Multiple Russian Military Offices Set Ablaze In Possible Sabotage


According to a report from The Moscow Times, at least five enlistment offices for the Russian military have been set on fire since Russian President Vladimir Putin began his war against Ukraine. In one of the latest such incidents, “Molotov cocktails destroyed several computers and a database of conscripts in the Zubova Polyana settlement,” the outlet explains. Enlistment offices have also been hit with Molotov cocktails in the Voronezh, Sverdlovsk, and Ivanovo regions, and The Moscow Times adds: “Young men subsequently detained in Sverdlovsk and Ivanovo said they sought to disrupt the recruitment campaign in protest of Russia’s war in Ukraine.” The fifth area to see an enlistment office targeted was the Moscow-area town Lukhovitsy, where the arsonist later said he hoped to destroy archives.

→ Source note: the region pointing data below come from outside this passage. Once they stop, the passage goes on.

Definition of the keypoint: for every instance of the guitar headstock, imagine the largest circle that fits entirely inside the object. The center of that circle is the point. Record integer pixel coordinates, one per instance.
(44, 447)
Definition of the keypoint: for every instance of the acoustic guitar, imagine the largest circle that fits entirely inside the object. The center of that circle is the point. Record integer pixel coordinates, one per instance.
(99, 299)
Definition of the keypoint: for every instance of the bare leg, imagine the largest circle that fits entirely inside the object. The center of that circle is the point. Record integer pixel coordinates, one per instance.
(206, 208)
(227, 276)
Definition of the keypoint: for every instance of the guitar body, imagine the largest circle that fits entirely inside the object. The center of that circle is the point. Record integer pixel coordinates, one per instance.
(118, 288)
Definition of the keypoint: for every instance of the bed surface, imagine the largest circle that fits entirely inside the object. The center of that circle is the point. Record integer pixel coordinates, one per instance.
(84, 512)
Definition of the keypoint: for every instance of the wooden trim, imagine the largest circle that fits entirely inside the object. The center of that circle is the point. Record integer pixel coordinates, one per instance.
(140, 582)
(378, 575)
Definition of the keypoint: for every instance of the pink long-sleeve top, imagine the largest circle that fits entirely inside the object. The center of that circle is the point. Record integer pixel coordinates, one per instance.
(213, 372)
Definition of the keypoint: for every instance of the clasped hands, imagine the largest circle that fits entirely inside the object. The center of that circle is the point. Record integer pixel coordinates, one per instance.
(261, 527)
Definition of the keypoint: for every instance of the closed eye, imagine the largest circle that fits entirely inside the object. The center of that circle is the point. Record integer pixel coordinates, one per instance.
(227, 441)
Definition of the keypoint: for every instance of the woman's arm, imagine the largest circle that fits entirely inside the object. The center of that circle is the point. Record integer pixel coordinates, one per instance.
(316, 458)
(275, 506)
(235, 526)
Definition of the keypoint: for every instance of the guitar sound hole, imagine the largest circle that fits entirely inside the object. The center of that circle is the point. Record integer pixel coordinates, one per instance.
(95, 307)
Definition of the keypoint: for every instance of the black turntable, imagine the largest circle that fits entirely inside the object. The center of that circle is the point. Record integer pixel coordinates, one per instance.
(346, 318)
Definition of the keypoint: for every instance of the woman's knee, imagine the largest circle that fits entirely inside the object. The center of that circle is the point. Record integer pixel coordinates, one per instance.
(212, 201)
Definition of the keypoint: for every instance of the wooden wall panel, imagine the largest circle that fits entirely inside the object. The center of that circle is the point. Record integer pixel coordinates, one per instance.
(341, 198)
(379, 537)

Those who have engaged in these formidable forms of protest face criminal charges including property damage and terrorism. Across Russia, there have been protests against Putin’s actions in Ukraine since the currently unfolding conflict began — thousands upon thousands of arrests targeting anti-war demonstrators have been recorded, and Russian authorities have enacted harsh, new penalties, including the possibility of years-long jail sentences, for spreading supposedly false information related to Russian military action. Russia has reportedly lost thousands upon thousands of individual troops amid fighting in Ukraine since Putin’s war started, and the families these troops left behind are, of course, spread across Russia. Ret. Lt. Col. Alexander Vindman suggested that outrage in Russia over the deaths of these troops could help lead to Putin’s downfall. Overall, Ukraine claims to have killed over 21,000 Russian soldiers. For now, Putin’s regime refuses to acknowledge the true scope of its losses (other sources back up the notion of thousands dead).

Russian leaders have been bolstering their capabilities in Ukraine with the re-introduction of new personnel, although a U.S. official recently shared an assessment that Russia had lost 25 percent of its previously established combat power in Ukraine, a figure that incorporated troops who left the country (and could potentially come back). Now, Vadym Skibitsky, who serves as representative of the Chief Directorate of Intelligence of the Defense Ministry of Ukraine, says: “All battalion tactical groups that have so far been amassed in Belarus, near our northern borders, are now redeployed to eastern Ukraine. Moreover, the enemy now tries to identify the vulnerabilities of the Armed Forces of Ukraine in order to launch a large-scale offensive and reinforce its success, primarily in the Donetsk operational area.”

As for further specifics, although Putin recently made a public show of ordering a change in tactics around the Ukrainian-held Azovstal steel plant in Mariupol, where hundreds including military personnel and civilians are sheltering, that’s not the end of the story. Putin ordered the premises blockaded in place of continued efforts to seize the grounds, but Ukrainian presidential adviser Oleksiy Arestovych said on Saturday that the Russians “resumed air strikes on the territory of the plant, on the defense lines of our troops and are attempting to carry out assault operations.”